Я что-то пробурчал в ответ. У нас мужчины, когда приходят к кому, непременно скажут: «Салям-алейкум!» Обидно стало, что старик и за человека меня не счел, не только не поздоровался, как должно, даже по имени не назвал!
Он безо всякого подошел к стоявшему у забора плугу, громыхнул цепью, качнул его несколько раз и спросил, не оборачиваясь:
— Справляешься с пахотой?
— Ничего. Коли лошадь тянет, плуг пашет.
— Отец, покойник, должен мне остался. Когда отдашь?

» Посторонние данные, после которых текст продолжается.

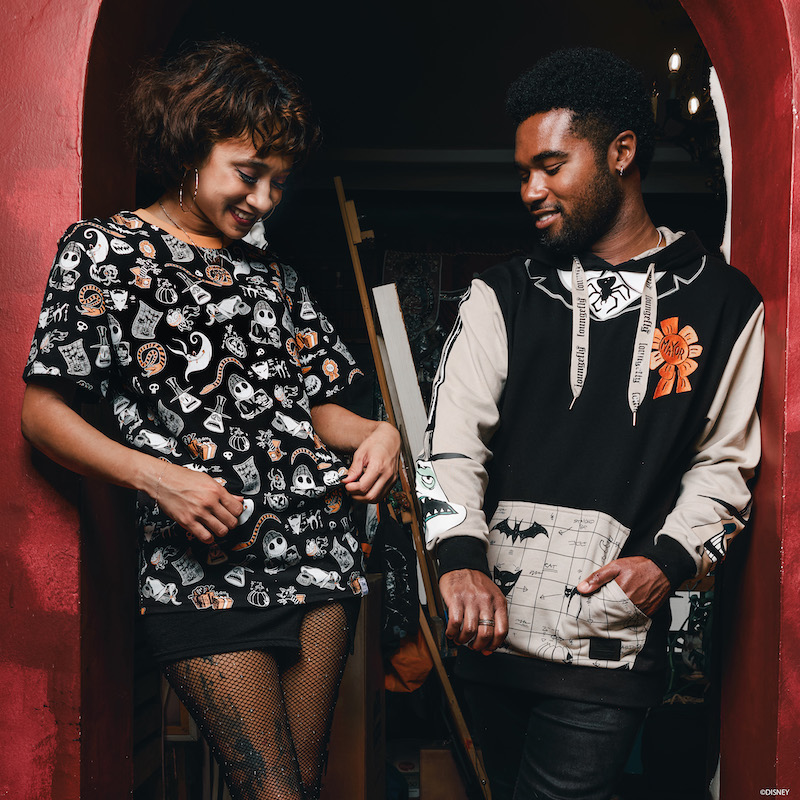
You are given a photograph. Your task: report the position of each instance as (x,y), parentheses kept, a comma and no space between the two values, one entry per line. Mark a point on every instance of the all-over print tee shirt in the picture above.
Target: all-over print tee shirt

— Не до долгов нам в последнее время, Бикбулат-абзы. Сами знаете.
— Ведь с летошнего года волочится…
— Так вы и про то знаете, что болел отец, заработать не мог.
Бикбулат как-то чудно оттопырил большой палец и, почесывая им бороду, оглядел наш неказистый, под лубяной крышей дом, вросший в землю по самые окна, крытые соломой дворовые строения и опять спросил:
— Ну? Платить-то думаешь?
Во мне все кипело: как мог он в такие горестные дни из-за пяти рублей долгу хватать нас за горло?
— Заплачу, конечно.
— Когда? Чем заплатишь?
Тут мама подозвала меня к сеням.
— Что делать-то будем, коли плуг отберет? — зашептала она тревожно. — Еще и пары не все подняли, озимые осенью как посеешь? Поди скажи: «Не сомневайся, мол, Бикбулат-абзы, вернем долг. Ежели деньгами не осилим, в жатву отработаем». Да посмирнее говори! Чего стоишь-то? Иди, не упрямься!
Но меня ничто не заставило бы сейчас повторить эти слова.
Бикбулат ухватился за плуг. Он, видно, слышал, о чем говорила мама, и выжидающе посмотрел на меня:
— Ну, молодой петух, как-то ты кукарекнешь?
Меня так и подмывало бросить ему в лицо что-нибудь язвительное, да что я мог сказать?
— Забирай! — с яростью крикнул я, задыхаясь от злости, и зашагал к воротам.
— Ишь, гордец нищий! — зарычал Бикбулат. — Отцовы повадки!
— Не трожь отца!
Все во мне бушевало! Лучше останемся без плуга, думал я, но уж кланяться, умолять не стану! И не обернусь, пусть делает что хочет!
Я уже сворачивал за угол дома, как услышал позади грохот. Не выдержал все-таки, взглянул краешком глаза. Бикбулат, хоть и выволок плуг на улицу, не стал тащить дальше, повалил, поддав ногой, и, ругаясь на чем свет стоит, пошел к своему двору.